On the 8th Day she fainted again...

8/365: Hypotensive Hope
This Tuesday I fainted at my brother's shop. On Wednesday I had a biopsy. This Friday I fainted outside of school. Told my boss. Sent to medical office where a flux of students streamed in two by two feeling ill or allowing rumors of swine flu to permeate their nerves enough to demand going home. 30 students sent home for flu-like symptoms. Over 500 more either leave or stayed home to begin with. I am forced to go to ER-- find an urgicenter instead. My sugar levels are perfect. Need more salt perhaps. May be hypotensive-- meaning low blood-pressure, or as I like to see it, mercurial spikes. EKG says heart is solid. It is taking me awhile to feel myself again-- but I still feel good. No matter what. In my heart, what the EKG can't read, is that I won't allow myself not to be happy deep down inside. As my wrist states, I keep hope with me-- through exaggerated epidemics and personal pitfalls. 

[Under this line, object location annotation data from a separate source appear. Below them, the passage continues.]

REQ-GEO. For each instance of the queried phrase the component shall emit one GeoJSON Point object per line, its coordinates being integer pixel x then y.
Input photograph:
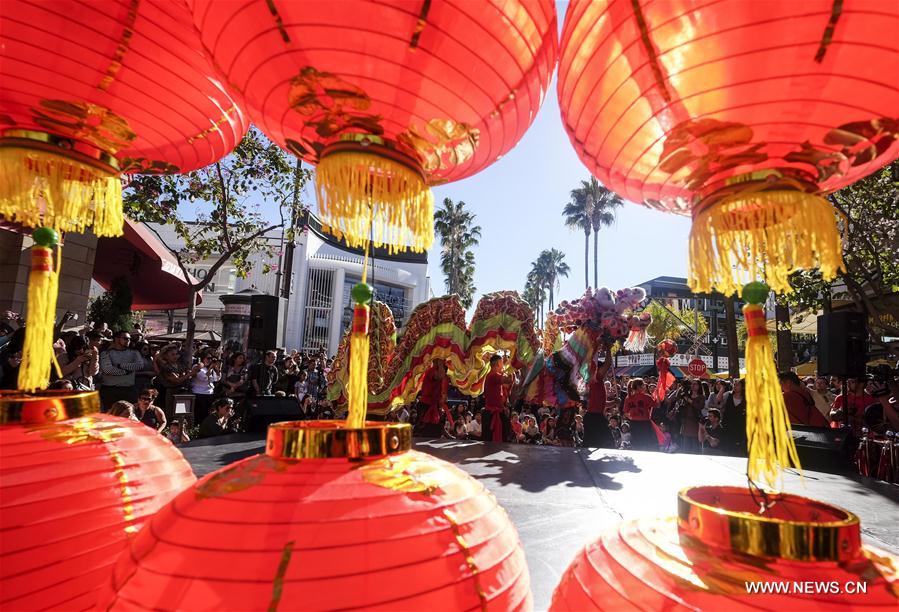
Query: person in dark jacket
{"type": "Point", "coordinates": [219, 420]}
{"type": "Point", "coordinates": [800, 404]}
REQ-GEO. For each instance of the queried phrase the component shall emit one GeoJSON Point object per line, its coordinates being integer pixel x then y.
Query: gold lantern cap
{"type": "Point", "coordinates": [792, 527]}
{"type": "Point", "coordinates": [325, 439]}
{"type": "Point", "coordinates": [49, 406]}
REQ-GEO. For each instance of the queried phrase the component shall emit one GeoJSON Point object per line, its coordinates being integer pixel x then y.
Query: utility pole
{"type": "Point", "coordinates": [733, 352]}
{"type": "Point", "coordinates": [284, 283]}
{"type": "Point", "coordinates": [784, 336]}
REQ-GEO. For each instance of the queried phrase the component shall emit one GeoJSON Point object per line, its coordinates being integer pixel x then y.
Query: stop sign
{"type": "Point", "coordinates": [696, 368]}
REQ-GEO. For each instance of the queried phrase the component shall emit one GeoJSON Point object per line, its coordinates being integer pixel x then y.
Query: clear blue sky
{"type": "Point", "coordinates": [518, 202]}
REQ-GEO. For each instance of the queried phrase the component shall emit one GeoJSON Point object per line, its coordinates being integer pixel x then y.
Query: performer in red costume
{"type": "Point", "coordinates": [666, 349]}
{"type": "Point", "coordinates": [493, 417]}
{"type": "Point", "coordinates": [638, 409]}
{"type": "Point", "coordinates": [432, 398]}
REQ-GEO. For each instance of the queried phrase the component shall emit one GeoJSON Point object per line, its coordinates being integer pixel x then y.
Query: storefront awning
{"type": "Point", "coordinates": [156, 280]}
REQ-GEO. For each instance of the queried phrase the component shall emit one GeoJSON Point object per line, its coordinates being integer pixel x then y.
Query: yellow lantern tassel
{"type": "Point", "coordinates": [43, 286]}
{"type": "Point", "coordinates": [770, 444]}
{"type": "Point", "coordinates": [357, 391]}
{"type": "Point", "coordinates": [777, 232]}
{"type": "Point", "coordinates": [45, 188]}
{"type": "Point", "coordinates": [366, 195]}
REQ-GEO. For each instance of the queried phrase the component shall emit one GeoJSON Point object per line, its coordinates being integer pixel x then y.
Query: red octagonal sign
{"type": "Point", "coordinates": [696, 368]}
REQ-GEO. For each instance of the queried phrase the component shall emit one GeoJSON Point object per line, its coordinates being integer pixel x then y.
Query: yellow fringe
{"type": "Point", "coordinates": [357, 390]}
{"type": "Point", "coordinates": [42, 188]}
{"type": "Point", "coordinates": [771, 447]}
{"type": "Point", "coordinates": [769, 233]}
{"type": "Point", "coordinates": [40, 317]}
{"type": "Point", "coordinates": [362, 194]}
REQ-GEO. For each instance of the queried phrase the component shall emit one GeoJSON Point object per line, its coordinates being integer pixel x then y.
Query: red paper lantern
{"type": "Point", "coordinates": [74, 490]}
{"type": "Point", "coordinates": [329, 518]}
{"type": "Point", "coordinates": [385, 97]}
{"type": "Point", "coordinates": [741, 114]}
{"type": "Point", "coordinates": [92, 90]}
{"type": "Point", "coordinates": [718, 544]}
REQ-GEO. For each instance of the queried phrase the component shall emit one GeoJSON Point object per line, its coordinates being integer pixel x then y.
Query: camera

9/365: Finding my center...
Hoping to manifest my dreams and let all of this pass...

1 comment:

  1. You really look you have so much sadness in your eyes, behind your hope. Hmm, you can always rest your head at night knowing hope is always there behind you ... unless you don't lay down with your hands (wrist) under your pillows, or you lay on your belly or something. Well your can still have your hands under the pillows but you know it'd be infront of you then ... ehh you get it.